Personal information
- Born: 26 September 1969 (age 56)

Sport
- Country: Saint Vincent and the Grenadines
- Sport: Athletics

Medal record
Women's athletics
Representing Saint Vincent and the Grenadines
CARIFTA Games Junior (U20)
| Gold medal – first place | 1987 Port of Spain | long jump |

= Jacqueline Ross =

Vincentian athlete

Jacqueline Mattox (nee Ross; born 26 September 1969) is a Vincentian athlete, who was the first female to compete at Summer Olympics for Saint Vincent and the Grenadines, she was the first Vincentian female to win a gold medal at the CARIFTA Games and also the first Vincentian female recipient of an athletics scholarship.

==Career==
Mattox competed mainly in the long jump and she won a bronze medal at the 1985 CARIFTA Games in the under-17s, two years later she became the first Vincentian female to win a gold medal at the CARIFTA Games winning the long jump in 1987 in Port of Spain, Trinidad and Tobago, later in the year she competed at the 1987 World Championships in Athletics in Rome, Italy, she leaped 5.29 metres and finished 28th out of 29 starters.

The following year Mattox became the first female to compete at the Summer Olympics under the Saint Vincent and the Grenadines flag when they sent their first Olympic team to the 1988 Summer Olympics held in Seoul, South Korea. In here long jump event her first two jumps were fouls and in her final jump she leaped 5.50 metres, but it wasn't far enough for her to reach the final and ended up finishing 26th out of 30 starters.
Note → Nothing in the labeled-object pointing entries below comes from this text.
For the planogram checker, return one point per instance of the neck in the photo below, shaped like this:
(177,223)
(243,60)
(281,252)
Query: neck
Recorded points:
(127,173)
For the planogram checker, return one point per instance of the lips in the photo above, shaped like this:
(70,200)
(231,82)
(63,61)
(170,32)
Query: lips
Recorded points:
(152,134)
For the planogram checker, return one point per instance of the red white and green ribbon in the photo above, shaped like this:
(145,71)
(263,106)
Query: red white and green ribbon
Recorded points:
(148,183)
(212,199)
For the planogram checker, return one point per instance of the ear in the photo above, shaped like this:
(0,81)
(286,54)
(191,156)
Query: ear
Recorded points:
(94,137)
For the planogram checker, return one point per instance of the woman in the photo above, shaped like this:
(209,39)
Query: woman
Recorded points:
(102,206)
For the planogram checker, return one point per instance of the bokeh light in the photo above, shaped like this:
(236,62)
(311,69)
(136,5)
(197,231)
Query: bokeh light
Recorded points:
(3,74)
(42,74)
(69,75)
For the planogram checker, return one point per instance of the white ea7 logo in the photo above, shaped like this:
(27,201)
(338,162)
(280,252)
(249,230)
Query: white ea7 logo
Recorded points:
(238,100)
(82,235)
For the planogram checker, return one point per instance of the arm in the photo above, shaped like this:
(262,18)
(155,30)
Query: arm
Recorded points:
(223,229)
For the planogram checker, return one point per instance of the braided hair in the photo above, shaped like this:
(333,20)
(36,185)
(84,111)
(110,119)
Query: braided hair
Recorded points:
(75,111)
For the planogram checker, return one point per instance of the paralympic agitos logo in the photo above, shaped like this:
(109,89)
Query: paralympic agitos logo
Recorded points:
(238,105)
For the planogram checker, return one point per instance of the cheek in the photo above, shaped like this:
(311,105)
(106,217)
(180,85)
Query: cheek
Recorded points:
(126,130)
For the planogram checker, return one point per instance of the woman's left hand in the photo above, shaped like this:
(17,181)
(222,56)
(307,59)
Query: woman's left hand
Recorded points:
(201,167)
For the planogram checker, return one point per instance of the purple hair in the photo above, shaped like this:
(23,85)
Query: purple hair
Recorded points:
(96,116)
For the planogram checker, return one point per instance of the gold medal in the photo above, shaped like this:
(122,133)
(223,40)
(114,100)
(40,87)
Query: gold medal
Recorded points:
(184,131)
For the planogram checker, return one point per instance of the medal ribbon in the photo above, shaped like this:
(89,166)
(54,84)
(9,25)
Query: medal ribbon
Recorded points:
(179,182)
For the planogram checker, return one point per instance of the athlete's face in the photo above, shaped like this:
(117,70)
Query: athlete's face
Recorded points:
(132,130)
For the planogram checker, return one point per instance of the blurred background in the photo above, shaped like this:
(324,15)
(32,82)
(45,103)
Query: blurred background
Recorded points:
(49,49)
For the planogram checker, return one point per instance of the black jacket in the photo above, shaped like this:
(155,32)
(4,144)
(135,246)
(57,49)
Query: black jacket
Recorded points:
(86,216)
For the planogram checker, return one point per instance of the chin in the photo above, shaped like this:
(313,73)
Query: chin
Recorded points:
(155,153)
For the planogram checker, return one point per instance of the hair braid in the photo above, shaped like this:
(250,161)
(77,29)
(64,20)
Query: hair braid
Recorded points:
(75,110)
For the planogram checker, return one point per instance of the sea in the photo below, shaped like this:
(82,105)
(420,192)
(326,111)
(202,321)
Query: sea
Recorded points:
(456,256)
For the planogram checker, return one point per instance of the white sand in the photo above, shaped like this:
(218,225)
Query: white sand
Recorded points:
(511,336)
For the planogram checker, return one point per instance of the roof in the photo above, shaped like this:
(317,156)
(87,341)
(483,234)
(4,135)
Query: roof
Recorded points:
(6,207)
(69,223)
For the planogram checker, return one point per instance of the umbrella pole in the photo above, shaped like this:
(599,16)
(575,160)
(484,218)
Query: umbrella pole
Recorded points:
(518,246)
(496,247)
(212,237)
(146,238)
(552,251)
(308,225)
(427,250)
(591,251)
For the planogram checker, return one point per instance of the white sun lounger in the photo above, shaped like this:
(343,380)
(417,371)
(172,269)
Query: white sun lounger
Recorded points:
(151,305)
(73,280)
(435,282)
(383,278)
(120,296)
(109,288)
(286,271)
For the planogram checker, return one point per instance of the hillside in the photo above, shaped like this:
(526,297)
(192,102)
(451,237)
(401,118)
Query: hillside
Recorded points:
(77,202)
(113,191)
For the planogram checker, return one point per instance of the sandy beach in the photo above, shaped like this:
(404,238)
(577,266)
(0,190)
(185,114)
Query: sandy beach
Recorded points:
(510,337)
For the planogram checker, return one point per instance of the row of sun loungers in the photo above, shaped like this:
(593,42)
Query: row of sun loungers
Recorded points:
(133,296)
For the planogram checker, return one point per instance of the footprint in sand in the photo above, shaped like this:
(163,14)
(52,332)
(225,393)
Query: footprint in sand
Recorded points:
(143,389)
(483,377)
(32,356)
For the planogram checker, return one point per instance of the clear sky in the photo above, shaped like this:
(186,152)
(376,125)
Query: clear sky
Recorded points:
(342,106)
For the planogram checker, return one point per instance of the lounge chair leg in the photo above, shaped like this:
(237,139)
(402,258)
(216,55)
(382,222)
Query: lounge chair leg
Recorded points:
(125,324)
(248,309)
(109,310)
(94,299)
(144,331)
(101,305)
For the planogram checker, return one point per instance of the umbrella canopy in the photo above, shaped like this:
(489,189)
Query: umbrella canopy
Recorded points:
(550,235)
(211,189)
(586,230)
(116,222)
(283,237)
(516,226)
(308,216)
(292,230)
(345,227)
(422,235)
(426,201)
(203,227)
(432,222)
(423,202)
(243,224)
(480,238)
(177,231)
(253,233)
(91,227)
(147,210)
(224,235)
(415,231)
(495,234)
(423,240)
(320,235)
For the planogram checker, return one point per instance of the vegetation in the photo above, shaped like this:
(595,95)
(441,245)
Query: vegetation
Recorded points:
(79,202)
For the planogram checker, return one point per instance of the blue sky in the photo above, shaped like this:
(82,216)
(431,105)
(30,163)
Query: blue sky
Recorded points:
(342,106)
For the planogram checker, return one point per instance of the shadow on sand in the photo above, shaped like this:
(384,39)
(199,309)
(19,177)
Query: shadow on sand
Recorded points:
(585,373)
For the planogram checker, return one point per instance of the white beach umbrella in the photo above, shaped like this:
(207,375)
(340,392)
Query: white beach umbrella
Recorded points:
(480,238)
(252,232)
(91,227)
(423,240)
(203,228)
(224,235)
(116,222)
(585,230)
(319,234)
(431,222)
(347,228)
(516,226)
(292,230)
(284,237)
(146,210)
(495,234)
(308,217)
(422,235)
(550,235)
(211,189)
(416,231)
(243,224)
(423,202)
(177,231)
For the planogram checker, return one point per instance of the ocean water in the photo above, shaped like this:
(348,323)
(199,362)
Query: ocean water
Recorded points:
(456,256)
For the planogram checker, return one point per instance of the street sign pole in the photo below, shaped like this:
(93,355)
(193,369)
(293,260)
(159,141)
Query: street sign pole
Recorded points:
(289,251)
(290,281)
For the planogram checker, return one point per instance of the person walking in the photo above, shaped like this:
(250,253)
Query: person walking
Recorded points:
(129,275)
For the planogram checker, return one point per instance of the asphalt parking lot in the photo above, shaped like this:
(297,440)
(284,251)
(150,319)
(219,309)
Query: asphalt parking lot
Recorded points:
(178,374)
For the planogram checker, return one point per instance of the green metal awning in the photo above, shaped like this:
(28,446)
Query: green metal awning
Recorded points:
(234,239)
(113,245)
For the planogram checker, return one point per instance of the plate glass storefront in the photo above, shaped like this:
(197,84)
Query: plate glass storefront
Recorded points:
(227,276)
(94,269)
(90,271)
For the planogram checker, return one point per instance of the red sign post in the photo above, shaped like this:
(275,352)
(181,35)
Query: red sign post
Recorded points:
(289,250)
In 1989 she won her athletics scholarship and went to the University of Idaho, where her success continued, she became a 10 time Big Sky Conference champion and is currently fourth highest point scorer in track and field for the Idaho Vandals and was named Big Sky Conference Outstanding Field Athlete three years running.

==Family==
Mattox currently resides in Mead, Washington, with her husband and four children, after working as a nurse for eight years, she now works for her husband as a personal administrative assistant.